LCN scaffolds increase SA‐βGal positivity in A375 melanoma cells. Cells were seeded on LCNs at different crosslinker percentages and on standard plates (CON, control). After 72 hours, cells were detached and seeded on culture plates for an additional 72 hours. Treatment with 200 µm H₂O₂ during the first 2 hours was used as a positive control for SA‐βGalactosidase assay. The percentage of SA‐βGal–positive cells with respect to the total number of cells was calculated from six different 20X magnified fields from four independent experiments using ImageJ software. Values are means ± SD. *p ≤ 0.05, **p ≤ 0.01 versus control (CON) as determined by Student's t test. ns, not significant. Representative images from each condition are shown.

Figure 5

LCN scaffolds induce mesenchymal to epithelial transition in A375 melanoma cells. A) A375 melanoma cells were seeded on LCNs at different crosslinker percentages and on standard plates (CON, control). After 72 hours, cells were lysed and qPCR for the indicated genes was performed.

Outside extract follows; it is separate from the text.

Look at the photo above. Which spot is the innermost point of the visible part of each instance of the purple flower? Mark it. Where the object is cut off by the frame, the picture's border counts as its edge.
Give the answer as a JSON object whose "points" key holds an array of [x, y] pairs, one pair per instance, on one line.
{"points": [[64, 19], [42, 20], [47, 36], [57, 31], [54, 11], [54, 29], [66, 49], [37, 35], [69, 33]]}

The data were normalized with respect to the mean of GAPDH and 18S mRNA levels and expressed as fold‐change with respect to the values obtained for control samples. The data reported represents the average ± SD from four experiments. *p ≤ 0.05 and **p ≤ 0.01 versus control as determined by Student's t‐test. B) Alternatively, after 72 hours pictures were taken, and axis lengths were measured (pixels). The graph shows the major/minor cellular ratios. Data reported represents the average ± SD from three experiments. *p ≤ 0.05 versus control as determined by Student's t‐test. ns, not significant. Representative images of control (CON) and LCN20 cultures are reported.